The Spawn comics were made at first by a guy named Todd McFarlane– he was one of the cartoonists who founded Image Comics. He’d been working for Marvel Comics, but Marvel didn’t let creators own anything they create. So, he very dramatically quit the company, and formed Image, which is still where people in mainstream comics mostly go if they want to own what they create.
But McFarlane ended up in lawsuits. Lawsuits with all these people: a hockey player; a guy with the same name as Spawn; and a writer named Neil Gaiman, a writer popular in the 1990s for writing comics about alternative people having dreams, mostly dreams about other alternative people. And arguably more popular since thanks to success in print, on television, and in Hollywood.
Gaiman claimed to have created Angela, and, after the dust of the various ensuing lawsuits cleared, Neil Gaiman indeed owned at least 50% of Angela. So, this month, he’s turned around and licensed Angela back to Marvel comics. The company Todd McFarlane had made a big whole point of quitting in the first place. Marvel Comics had famously stolen all of their good characters from Jack Kirby, back in the 1960s; stole some other stuff, too, though– Blade from Marv Wolfman; Howard the Duck from Steve Gerber, etc. But gosh, it had been a while. It had been too long– too, too long.

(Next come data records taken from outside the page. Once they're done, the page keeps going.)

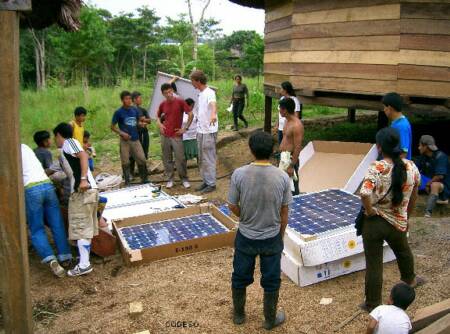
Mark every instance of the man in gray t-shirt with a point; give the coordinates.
(260, 195)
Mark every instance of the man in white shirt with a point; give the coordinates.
(83, 202)
(207, 127)
(42, 205)
(392, 318)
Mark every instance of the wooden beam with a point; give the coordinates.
(351, 115)
(426, 315)
(14, 273)
(268, 113)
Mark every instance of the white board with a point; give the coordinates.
(184, 88)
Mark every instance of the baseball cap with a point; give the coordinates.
(428, 141)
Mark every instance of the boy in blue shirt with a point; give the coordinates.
(127, 117)
(393, 110)
(434, 167)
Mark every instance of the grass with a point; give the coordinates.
(44, 109)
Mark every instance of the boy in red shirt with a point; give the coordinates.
(170, 120)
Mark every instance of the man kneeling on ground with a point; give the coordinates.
(260, 195)
(83, 202)
(434, 168)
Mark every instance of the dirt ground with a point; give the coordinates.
(195, 289)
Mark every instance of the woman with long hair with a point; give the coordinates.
(388, 194)
(287, 90)
(240, 94)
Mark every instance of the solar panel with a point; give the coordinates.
(170, 231)
(323, 212)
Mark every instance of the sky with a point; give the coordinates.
(231, 16)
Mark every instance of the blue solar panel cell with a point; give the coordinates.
(324, 211)
(170, 231)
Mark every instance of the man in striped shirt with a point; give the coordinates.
(83, 201)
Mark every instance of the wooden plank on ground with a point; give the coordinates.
(426, 315)
(424, 26)
(437, 89)
(357, 28)
(435, 11)
(441, 326)
(14, 272)
(425, 42)
(362, 71)
(357, 43)
(276, 11)
(381, 12)
(282, 23)
(345, 85)
(428, 73)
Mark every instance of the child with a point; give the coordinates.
(77, 124)
(392, 318)
(43, 142)
(83, 202)
(87, 146)
(190, 136)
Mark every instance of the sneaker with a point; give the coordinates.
(77, 271)
(208, 189)
(201, 187)
(57, 269)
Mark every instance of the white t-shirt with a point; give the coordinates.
(32, 170)
(391, 320)
(204, 111)
(281, 119)
(192, 132)
(72, 147)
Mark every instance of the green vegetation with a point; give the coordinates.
(44, 109)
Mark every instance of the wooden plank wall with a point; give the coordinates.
(359, 46)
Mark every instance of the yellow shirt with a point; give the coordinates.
(78, 132)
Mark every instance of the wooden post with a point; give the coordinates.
(14, 271)
(351, 115)
(268, 113)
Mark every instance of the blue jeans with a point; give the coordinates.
(246, 250)
(42, 205)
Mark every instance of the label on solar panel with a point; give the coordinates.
(319, 214)
(170, 231)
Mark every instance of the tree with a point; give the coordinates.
(195, 26)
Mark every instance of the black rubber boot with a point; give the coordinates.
(143, 173)
(126, 174)
(238, 306)
(272, 317)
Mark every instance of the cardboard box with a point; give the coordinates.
(342, 244)
(137, 201)
(135, 257)
(334, 165)
(303, 275)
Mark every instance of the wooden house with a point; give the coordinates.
(348, 53)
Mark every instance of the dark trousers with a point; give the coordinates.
(245, 252)
(375, 231)
(238, 111)
(144, 139)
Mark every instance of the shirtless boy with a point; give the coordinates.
(292, 139)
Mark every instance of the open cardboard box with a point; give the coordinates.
(334, 165)
(135, 257)
(303, 276)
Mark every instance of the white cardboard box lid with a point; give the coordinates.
(334, 164)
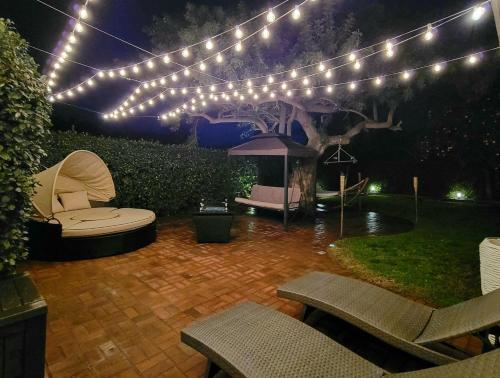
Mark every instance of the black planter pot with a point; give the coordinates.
(23, 317)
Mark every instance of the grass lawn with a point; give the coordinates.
(438, 260)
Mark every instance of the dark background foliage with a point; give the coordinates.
(167, 179)
(24, 121)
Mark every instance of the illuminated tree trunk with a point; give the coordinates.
(305, 177)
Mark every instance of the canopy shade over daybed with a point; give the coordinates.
(272, 145)
(275, 145)
(79, 171)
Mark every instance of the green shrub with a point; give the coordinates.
(164, 178)
(24, 121)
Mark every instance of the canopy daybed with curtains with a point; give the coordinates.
(72, 220)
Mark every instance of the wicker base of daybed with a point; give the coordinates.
(46, 242)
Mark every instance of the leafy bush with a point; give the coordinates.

Good news, though: Marvel can now say not only that they have their hands on an Image comic character, but that best of all, it’s against the obvious wishes of one of its co-creators, too!
Yay! Neil Gaiman has finally struck a real blow for… revenge?
This is all in the context of a Marvel comics crossover named The Middle-Age of The Ultron, which I think is about an evil robot, wearing a leather jacket and hitting on high-school girls at Denny’s? The crossover is only about half-over, but the Wall Street Journal or JAMA or whoever have already reported that the top-secret, ultra-secret, “no-one will guess” secret finale three or four months from now is, apparently, that an angel from heaven in a metal bikini will show up to hunt the 1990s Image Comics character Spawn? Sure, sure: exactly how a Marvel comic about a g-damn robot should end.
The crossover is written by Brian Michael Bendis, as is a subsequent issue of the new Guardians of the Galaxy series which will be co-written by Gaiman, and is said to feature Angela. Fun-fact: Bendis himself started his work-for-hire comics career working for Todd McFarlane … before also having a falling-out with McFarlane.
Marvel, Gaiman, and Bendis’s collaboration will ship in an airtight plastic baggie, to better keep the erotic stink of their revenge-fucking away from the deteriorating effects of oxygen presumably. Gaiman and Bendis are then expected to team up to place a paper bag filled with a dog’s feces in front of Todd McFarlane’s front door, light it on fire, ring the doorbell, and watch from the cover of night (so goth!) expecting Todd McFarlane to run onto his porch and stamp out the fire, with hilarity to ensue. But McFarlane will not be at home that night, and it is expected that they will instead watch Todd McFarlane’s home catch fire at a surprising speed. As they watch the bonfire that ensues, each man will feel a single tear roll down his cheek. They will hug, exchange briefcases, and walk away from each other, never to see one another again. The briefcase given to Neil Gaiman will contain a copy of “The Love Song of J. Alfred Prufrock” with a tender, grammatically-horrifying inscription from Bendis. The briefcase given to Bendis will contain half of a shrimp-salad sandwich that had gone bad on the Tuesday of the week before.